To give an example: a x86_64 CPU reading a 128 bit instruction.
From what I understand, this is centainly a thing that happens in x86 processors. Otherwise it would not be possible to for instance add a 64-bit number to a 64 bit register (the opcode would take a few bits + 64 bits for the number > 64).
What I would like to know is what the limit of bits in an instruction is and how the instruction is read if it is larger than the bitness (databus). Besides, I also know most RISC CPU's use a fixed size instruction, so if you pass a number operand directly, does the instruction simply double in size?
a x86_64 CPU reading a 128 bit instruction
That won't happen, the maximum instruction size is defined to be 15 bytes.
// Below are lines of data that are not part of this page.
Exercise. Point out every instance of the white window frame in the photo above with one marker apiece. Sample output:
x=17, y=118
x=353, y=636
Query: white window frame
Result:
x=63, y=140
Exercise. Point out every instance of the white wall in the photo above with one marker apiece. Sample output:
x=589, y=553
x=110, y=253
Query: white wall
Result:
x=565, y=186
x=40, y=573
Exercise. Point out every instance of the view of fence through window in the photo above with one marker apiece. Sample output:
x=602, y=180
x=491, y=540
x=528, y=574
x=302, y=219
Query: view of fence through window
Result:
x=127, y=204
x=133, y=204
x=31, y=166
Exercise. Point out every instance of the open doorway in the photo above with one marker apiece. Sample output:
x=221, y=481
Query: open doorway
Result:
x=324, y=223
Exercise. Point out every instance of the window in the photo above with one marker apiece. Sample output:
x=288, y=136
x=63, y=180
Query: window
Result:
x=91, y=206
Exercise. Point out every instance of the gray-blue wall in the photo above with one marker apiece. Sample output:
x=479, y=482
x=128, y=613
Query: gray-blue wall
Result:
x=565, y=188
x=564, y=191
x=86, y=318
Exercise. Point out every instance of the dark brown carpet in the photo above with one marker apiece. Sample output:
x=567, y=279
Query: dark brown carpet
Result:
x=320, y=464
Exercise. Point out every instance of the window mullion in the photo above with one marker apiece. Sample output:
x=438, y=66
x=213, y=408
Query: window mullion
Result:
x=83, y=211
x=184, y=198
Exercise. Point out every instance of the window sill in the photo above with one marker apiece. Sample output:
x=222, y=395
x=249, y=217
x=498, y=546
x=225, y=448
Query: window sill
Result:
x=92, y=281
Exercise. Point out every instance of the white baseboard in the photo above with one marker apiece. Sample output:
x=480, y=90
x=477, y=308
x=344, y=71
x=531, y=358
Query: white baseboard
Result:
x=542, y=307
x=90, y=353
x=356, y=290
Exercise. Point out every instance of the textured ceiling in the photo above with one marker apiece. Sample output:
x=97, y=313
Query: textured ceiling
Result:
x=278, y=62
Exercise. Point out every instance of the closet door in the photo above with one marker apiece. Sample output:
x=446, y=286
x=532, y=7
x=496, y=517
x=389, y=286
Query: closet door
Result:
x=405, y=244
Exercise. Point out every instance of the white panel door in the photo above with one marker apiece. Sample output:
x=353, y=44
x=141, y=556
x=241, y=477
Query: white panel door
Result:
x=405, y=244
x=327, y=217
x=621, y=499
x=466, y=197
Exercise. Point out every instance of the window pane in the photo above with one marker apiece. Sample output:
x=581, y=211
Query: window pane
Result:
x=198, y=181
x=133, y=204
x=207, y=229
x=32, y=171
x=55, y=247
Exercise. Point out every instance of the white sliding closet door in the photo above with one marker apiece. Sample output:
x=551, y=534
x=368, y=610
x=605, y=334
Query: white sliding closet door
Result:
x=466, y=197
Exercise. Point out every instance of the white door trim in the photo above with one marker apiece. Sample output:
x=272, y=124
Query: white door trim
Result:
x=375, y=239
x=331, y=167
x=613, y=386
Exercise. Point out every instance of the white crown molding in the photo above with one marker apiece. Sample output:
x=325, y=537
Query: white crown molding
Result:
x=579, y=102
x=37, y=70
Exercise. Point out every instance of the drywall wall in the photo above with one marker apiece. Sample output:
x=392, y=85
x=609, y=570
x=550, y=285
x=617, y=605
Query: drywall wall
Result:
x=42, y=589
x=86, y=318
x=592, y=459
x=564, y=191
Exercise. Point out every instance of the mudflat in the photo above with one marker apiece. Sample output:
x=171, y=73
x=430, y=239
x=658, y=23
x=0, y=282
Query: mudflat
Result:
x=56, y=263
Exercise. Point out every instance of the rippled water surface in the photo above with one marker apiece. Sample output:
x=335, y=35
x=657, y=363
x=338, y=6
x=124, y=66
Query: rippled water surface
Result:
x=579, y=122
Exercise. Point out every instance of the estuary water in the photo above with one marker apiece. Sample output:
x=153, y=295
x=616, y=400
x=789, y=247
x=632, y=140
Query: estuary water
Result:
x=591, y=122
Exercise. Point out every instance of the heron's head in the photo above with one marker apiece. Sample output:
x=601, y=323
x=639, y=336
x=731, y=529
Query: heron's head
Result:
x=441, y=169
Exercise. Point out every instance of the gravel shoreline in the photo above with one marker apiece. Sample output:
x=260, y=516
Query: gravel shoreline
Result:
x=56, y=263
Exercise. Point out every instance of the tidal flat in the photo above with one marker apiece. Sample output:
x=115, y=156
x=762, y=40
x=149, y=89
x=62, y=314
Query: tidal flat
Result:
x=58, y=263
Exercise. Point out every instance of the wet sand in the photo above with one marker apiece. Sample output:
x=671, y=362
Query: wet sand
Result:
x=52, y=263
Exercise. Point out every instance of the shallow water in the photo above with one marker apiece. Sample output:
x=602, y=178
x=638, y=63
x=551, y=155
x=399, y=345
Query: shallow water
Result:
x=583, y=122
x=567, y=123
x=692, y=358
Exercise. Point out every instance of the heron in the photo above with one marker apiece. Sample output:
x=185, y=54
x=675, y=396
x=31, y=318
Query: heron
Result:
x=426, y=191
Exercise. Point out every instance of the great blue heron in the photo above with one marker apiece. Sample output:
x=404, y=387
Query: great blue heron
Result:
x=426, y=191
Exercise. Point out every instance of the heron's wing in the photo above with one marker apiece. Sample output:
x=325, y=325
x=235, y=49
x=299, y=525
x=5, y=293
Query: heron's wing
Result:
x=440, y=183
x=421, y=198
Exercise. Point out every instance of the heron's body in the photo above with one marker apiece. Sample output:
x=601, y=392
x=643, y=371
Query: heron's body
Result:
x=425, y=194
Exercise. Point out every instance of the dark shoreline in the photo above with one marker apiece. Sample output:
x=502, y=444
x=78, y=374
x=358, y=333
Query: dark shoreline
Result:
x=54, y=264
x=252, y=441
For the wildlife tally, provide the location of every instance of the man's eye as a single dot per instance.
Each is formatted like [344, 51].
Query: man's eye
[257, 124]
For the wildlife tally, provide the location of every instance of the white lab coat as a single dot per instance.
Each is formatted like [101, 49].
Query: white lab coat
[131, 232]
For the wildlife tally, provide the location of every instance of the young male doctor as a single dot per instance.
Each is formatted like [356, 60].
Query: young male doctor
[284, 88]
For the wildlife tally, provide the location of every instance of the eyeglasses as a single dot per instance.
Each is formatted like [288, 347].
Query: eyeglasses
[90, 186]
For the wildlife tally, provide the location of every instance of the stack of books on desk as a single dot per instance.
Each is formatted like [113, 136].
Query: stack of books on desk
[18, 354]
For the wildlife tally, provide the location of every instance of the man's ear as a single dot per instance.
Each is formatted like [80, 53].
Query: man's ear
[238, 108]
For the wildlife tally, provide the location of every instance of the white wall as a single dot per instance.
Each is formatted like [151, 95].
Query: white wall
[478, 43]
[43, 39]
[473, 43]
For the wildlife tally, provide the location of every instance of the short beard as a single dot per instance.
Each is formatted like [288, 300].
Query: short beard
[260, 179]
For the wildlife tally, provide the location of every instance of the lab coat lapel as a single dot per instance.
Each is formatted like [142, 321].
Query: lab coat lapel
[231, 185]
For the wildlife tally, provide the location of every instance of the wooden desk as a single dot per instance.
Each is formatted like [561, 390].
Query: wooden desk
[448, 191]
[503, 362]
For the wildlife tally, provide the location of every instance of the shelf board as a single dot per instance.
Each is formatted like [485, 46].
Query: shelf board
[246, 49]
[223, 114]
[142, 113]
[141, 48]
You could construct longer instructions but they will be invalid.
You don't need 16 bytes to have an instruction that takes a 64bit immediate operand. There are only a couple of x64 instructions that even do that in the first place, for example mov r64, imm64 which is encoded as REX.W B8+r io and is thus 10 bytes. Almost all 64 bit x64 instructions that take an immediate take a sign-extended shorter immediate, 8 or 32 bits.
In RISC ISAs it's typically impossible to have an immediate as big as the word size, you'd have to construct big values in a register in two steps or load them from memory. But x64, like its x86 roots, is definitely not RISC.
I suspect this question is (partly) motivated by the mental image of instructions coming over a data bus one by one, which is nice for MIPS or such, but with variable-length instructions with no alignment requirements like you have in x86 you just can't do that - no matter what kind of block you pick, it may be (and likely is) cutting right through some instruction. So decoding is, in the simplest view, a state machine with a buffer, decoding the first instruction and dropping it from the buffer, filling more bytes when there's room (of course it's more complicated now).